Retrieval-Augmented Mixture of LoRA Experts for Uploadable Machine Learning
Zhao, Ziyu, Gan, Leilei, Wang, Guoyin, Hu, Yuwei, Shen, Tao, Yang, Hongxia, Kuang, Kun, Wu, Fei
Low-Rank Adaptation (LoRA) offers an efficient way to fine-tune large language models (LLMs). Its modular and plug-and-play nature allows the integration of various domain-specific LoRAs, enhancing LLM capabilities. Open-source platforms like Huggingface and Modelscope have introduced a new computational paradigm, Uploadable Machine Learning (UML).
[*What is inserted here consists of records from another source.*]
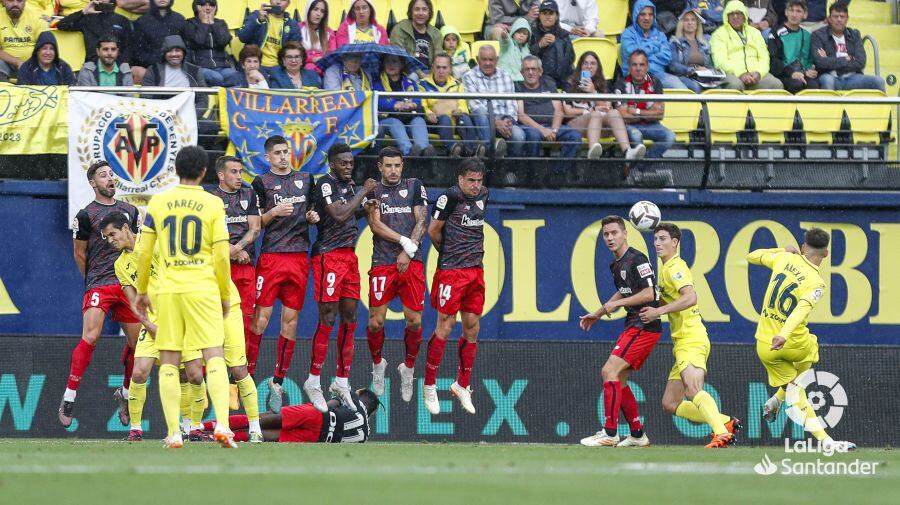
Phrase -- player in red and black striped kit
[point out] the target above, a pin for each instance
(457, 232)
(397, 211)
(636, 288)
(96, 258)
(336, 271)
(283, 267)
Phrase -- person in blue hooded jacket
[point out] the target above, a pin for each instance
(644, 34)
(44, 67)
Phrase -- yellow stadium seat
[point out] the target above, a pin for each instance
(726, 119)
(464, 15)
(820, 120)
(613, 16)
(681, 117)
(867, 122)
(71, 48)
(605, 49)
(773, 120)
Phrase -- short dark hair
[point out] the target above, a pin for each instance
(839, 6)
(336, 149)
(118, 219)
(816, 238)
(225, 160)
(470, 165)
(427, 4)
(106, 39)
(389, 152)
(273, 141)
(97, 165)
(671, 228)
(190, 162)
(612, 219)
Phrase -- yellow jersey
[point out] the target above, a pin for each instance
(686, 325)
(18, 39)
(186, 222)
(795, 285)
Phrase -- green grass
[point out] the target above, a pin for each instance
(100, 472)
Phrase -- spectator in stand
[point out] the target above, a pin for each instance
(690, 50)
(207, 38)
(291, 72)
(579, 18)
(644, 34)
(252, 77)
(789, 51)
(503, 13)
(401, 117)
(44, 68)
(643, 118)
(269, 28)
(95, 22)
(105, 70)
(552, 44)
(416, 34)
(20, 28)
(317, 38)
(445, 114)
(590, 117)
(541, 120)
(361, 25)
(740, 51)
(149, 32)
(838, 53)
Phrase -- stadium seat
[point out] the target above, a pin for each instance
(614, 15)
(606, 49)
(819, 121)
(773, 120)
(71, 48)
(681, 117)
(726, 119)
(867, 122)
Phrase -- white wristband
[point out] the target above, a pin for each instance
(409, 246)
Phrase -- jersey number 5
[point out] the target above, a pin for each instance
(180, 235)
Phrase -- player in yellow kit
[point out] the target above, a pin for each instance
(186, 228)
(783, 342)
(690, 342)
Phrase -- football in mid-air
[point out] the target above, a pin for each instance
(644, 215)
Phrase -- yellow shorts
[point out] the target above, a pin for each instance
(235, 349)
(189, 321)
(688, 353)
(787, 363)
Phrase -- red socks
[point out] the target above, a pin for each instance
(128, 363)
(412, 339)
(346, 332)
(376, 344)
(466, 352)
(252, 348)
(320, 349)
(612, 402)
(81, 358)
(433, 360)
(629, 408)
(284, 353)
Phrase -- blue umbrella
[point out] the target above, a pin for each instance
(371, 57)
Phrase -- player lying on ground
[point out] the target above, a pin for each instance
(304, 423)
(691, 342)
(397, 212)
(784, 343)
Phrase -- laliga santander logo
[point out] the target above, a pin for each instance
(823, 389)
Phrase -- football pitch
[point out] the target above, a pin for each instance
(100, 472)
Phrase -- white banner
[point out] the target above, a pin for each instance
(139, 138)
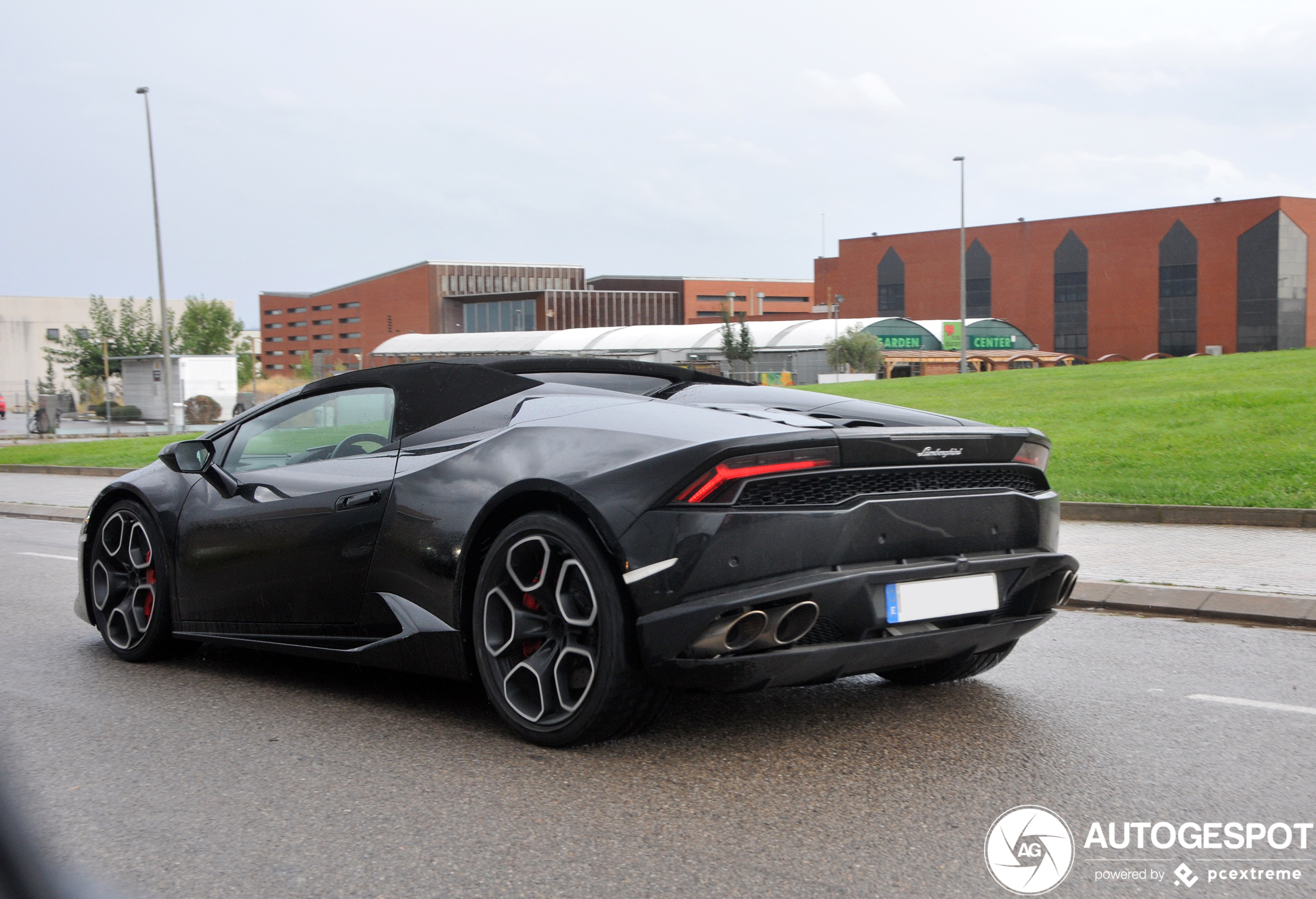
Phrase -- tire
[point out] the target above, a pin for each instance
(553, 643)
(128, 582)
(948, 670)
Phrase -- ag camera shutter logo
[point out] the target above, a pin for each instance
(1029, 851)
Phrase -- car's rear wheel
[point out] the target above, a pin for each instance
(128, 585)
(951, 669)
(553, 643)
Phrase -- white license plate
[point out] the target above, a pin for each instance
(919, 601)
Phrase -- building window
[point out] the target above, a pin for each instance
(891, 284)
(1070, 261)
(506, 315)
(1178, 305)
(977, 282)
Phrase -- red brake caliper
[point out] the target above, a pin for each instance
(530, 647)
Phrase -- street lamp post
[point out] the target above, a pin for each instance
(160, 270)
(964, 284)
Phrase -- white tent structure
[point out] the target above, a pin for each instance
(794, 347)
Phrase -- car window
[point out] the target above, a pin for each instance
(330, 425)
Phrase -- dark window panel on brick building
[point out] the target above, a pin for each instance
(1178, 293)
(890, 284)
(1070, 295)
(977, 282)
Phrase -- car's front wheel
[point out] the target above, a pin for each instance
(951, 669)
(553, 641)
(128, 585)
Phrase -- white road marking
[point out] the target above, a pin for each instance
(640, 574)
(1253, 703)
In UML, contributors use decentralized data to train specialized adapters, which are then uploaded to a central platform to improve LLMs. This platform uses these domain-specific adapters to handle mixed-task requests requiring personalized service. Previous research on LoRA composition either focuses on specific tasks or fixes the LoRA selection during training. However, in UML, the pool of LoRAs is dynamically updated with new uploads, requiring a generalizable selection mechanism for unseen LoRAs. Additionally, the mixed-task nature of downstream requests necessitates personalized services. To address these challenges, we propose Retrieval-Augmented Mixture of LoRA Experts (RAMoLE), a framework that adaptively retrieves and composes multiple LoRAs based on input prompts. RAMoLE has three main components: LoraRetriever for identifying and retrieving relevant LoRAs, an on-the-fly MoLE mechanism for coordinating the retrieved LoRAs, and efficient batch inference for handling heterogeneous requests. Experimental results show that RAMoLE consistently outperforms baselines, highlighting its effectiveness and scalability.